Fringe festival is the most welcoming art event of the world. Anyone who wants to can be part of it in any way they want; artists, audience and staff make a big celebrating community, all of them excited, overwhelmed and also tired for different reasons but in the same spirit of  fun and creativity. That’s why I find it so challenging to spot the good events from the ones you wish you hadn’t spent your time on, even though both of these categories seem to be equal parts of the experience. Things get even trickier when it comes to ‘comedy’; such a vast and diverse genre and the very core of it – humor – is such a subjective sense. However, through my 3 years of relentless fringe show hunting, I’ve noticed that there is one thing that comedians have in common and I’m personally not very fond of; the are LOUD.

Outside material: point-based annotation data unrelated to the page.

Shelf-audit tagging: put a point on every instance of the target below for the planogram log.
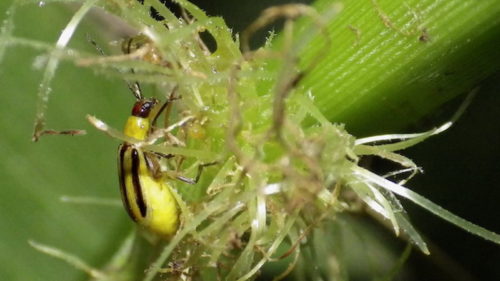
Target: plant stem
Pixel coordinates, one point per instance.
(393, 62)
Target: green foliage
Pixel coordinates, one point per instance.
(283, 169)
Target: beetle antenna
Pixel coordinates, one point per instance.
(134, 87)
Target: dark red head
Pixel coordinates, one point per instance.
(143, 108)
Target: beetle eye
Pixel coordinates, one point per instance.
(142, 108)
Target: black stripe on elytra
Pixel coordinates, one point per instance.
(123, 190)
(137, 183)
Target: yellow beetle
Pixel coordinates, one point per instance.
(145, 191)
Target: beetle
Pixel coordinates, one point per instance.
(145, 191)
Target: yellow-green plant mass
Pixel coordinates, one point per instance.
(281, 168)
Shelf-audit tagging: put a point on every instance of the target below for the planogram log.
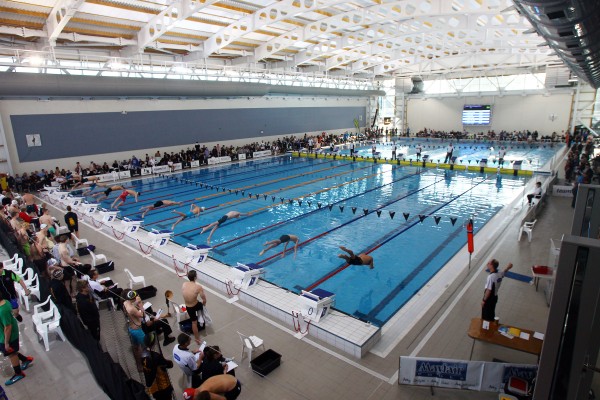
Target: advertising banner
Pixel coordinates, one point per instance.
(461, 374)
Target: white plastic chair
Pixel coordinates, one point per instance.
(47, 321)
(528, 229)
(11, 261)
(249, 344)
(99, 300)
(98, 258)
(28, 278)
(15, 264)
(33, 285)
(135, 280)
(79, 243)
(96, 297)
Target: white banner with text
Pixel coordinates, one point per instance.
(461, 374)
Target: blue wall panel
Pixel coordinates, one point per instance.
(84, 134)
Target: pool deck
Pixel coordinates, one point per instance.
(311, 367)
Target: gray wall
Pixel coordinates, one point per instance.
(82, 134)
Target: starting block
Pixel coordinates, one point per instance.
(517, 167)
(131, 224)
(197, 254)
(75, 201)
(60, 195)
(50, 189)
(160, 238)
(315, 305)
(108, 215)
(246, 275)
(89, 208)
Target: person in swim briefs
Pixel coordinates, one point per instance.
(109, 189)
(221, 386)
(353, 259)
(216, 224)
(159, 204)
(194, 212)
(191, 290)
(283, 239)
(119, 201)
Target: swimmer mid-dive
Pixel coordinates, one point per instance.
(82, 180)
(283, 239)
(353, 259)
(194, 212)
(109, 189)
(158, 204)
(119, 201)
(216, 224)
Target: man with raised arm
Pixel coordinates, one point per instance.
(191, 290)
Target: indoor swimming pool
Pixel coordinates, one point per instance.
(411, 220)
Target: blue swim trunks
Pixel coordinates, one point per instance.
(137, 335)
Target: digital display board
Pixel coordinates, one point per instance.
(474, 114)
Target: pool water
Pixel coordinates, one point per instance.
(409, 219)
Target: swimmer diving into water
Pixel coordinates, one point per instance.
(283, 239)
(216, 224)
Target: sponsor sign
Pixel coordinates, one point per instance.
(461, 374)
(263, 153)
(124, 174)
(106, 177)
(562, 191)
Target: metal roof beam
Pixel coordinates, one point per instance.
(176, 11)
(261, 18)
(59, 17)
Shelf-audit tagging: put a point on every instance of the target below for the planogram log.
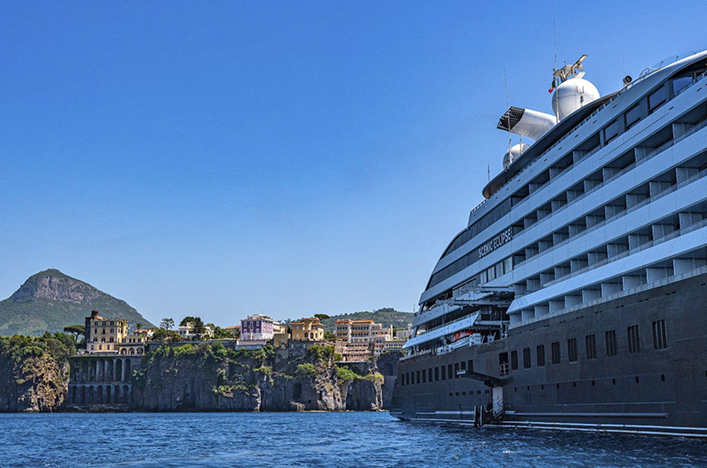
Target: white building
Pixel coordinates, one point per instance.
(186, 331)
(257, 327)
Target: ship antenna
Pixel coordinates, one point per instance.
(554, 37)
(508, 118)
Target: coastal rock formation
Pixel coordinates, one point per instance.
(33, 374)
(209, 377)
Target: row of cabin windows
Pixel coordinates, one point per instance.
(689, 170)
(660, 341)
(642, 109)
(638, 238)
(435, 374)
(455, 370)
(646, 106)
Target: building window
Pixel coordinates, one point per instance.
(591, 345)
(660, 337)
(634, 340)
(541, 355)
(572, 349)
(555, 350)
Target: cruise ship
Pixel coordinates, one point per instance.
(575, 297)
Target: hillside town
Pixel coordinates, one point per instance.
(353, 340)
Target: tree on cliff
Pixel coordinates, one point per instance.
(198, 325)
(76, 331)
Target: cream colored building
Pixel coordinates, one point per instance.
(362, 339)
(308, 329)
(104, 335)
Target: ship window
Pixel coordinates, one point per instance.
(555, 350)
(657, 99)
(526, 358)
(591, 344)
(572, 349)
(611, 131)
(660, 338)
(611, 343)
(681, 83)
(634, 339)
(541, 355)
(633, 115)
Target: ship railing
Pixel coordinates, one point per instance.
(586, 119)
(644, 287)
(633, 251)
(639, 205)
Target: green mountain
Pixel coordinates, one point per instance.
(51, 300)
(386, 316)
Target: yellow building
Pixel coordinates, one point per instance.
(104, 335)
(308, 329)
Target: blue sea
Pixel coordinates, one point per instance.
(314, 440)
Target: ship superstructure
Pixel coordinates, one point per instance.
(585, 264)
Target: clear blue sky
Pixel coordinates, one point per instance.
(290, 158)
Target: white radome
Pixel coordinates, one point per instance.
(573, 94)
(512, 153)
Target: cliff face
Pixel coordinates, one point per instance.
(33, 374)
(209, 377)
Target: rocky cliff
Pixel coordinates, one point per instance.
(33, 373)
(209, 377)
(51, 300)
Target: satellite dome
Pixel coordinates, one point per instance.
(573, 94)
(512, 153)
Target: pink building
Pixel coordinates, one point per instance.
(256, 328)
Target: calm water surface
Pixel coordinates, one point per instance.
(313, 440)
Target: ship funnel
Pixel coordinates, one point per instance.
(526, 122)
(512, 153)
(573, 94)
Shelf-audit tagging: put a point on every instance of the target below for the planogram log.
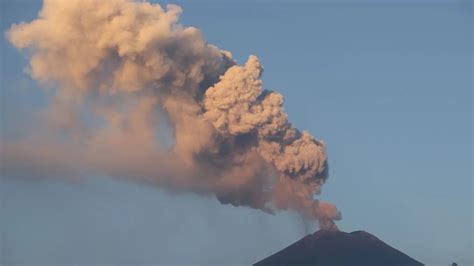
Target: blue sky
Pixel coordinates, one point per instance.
(387, 86)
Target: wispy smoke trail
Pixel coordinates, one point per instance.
(117, 67)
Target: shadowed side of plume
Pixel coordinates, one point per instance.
(338, 248)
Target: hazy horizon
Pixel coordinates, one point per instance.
(386, 86)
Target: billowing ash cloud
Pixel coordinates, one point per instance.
(118, 67)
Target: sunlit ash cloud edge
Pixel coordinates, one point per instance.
(120, 72)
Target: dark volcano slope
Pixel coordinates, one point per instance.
(338, 248)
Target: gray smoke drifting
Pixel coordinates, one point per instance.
(119, 70)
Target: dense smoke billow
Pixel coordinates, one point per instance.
(119, 70)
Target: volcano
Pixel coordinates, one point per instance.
(338, 248)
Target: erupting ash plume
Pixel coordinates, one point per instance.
(119, 68)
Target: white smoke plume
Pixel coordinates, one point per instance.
(118, 67)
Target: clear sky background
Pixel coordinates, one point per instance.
(387, 86)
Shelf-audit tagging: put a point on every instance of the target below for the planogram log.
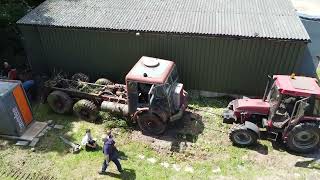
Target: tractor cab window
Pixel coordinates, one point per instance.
(274, 96)
(173, 77)
(143, 90)
(316, 109)
(158, 97)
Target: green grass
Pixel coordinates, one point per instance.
(212, 150)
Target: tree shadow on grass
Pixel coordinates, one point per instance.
(126, 174)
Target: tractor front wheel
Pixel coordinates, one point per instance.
(241, 136)
(304, 138)
(60, 102)
(151, 123)
(86, 110)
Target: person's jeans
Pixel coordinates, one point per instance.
(115, 161)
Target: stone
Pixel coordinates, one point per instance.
(152, 160)
(22, 143)
(141, 156)
(50, 122)
(189, 169)
(41, 134)
(58, 126)
(34, 142)
(165, 164)
(176, 167)
(216, 170)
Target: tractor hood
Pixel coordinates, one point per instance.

That’s why my first impression of Rob Auton: The Talk Show was how tranquil his hilarity was. There was absolutely nothing pompous about his performance, which was filled with everyday life observations amplified through words made of thoughts that we all have but never really talk about; never really notice that they are there; definitely never share them with strangers! Somehow, his humor encapsulated surrealism into normality engaging the audience with his poetry of the ordinary; a value re-apportionment of everything around us.

If there’s something I really enjoy in comedy is when performers say something so hilarious that they can help but break character and laugh at their own jokes. Rob Auton made us all immerse into the brilliance of his poetry only to suddenly catch us off guard with little humorous comments that even himself couldn’t keep a straight face from. Despite his obvious eccentricity – a genuine artist as he is – he was one of us, he improvised from our stories, he made us part of his show through either direct dialogue or simply by referring to common knowledge, which he would twist in a masterly manner.

Talking about words, that his show was about, I couldn’t believe how lucky I was to sit there and listen to him negotiating their meaning at a time when I often find myself thinking about words and how difficult they sometimes make communication even though they are supposed to serve it. Words can shape our reality and his extraordinary use of them definitely molded mine for the 1 hour that the show lasted. At the end I was happy to see that Rob Auton is published writer/illustrator and of course I bought all 3 of his available books, from which the photo of this article comes from.

This was the last Fringe 2018 show for me, at The Caves in Cowgate, a perfect end to a 3-week heartwarming journey. I needed the city to go quiet again before started writing about The Talk Show; quiet and intimate as it was, ‘so loud that it didn’t need any volume’.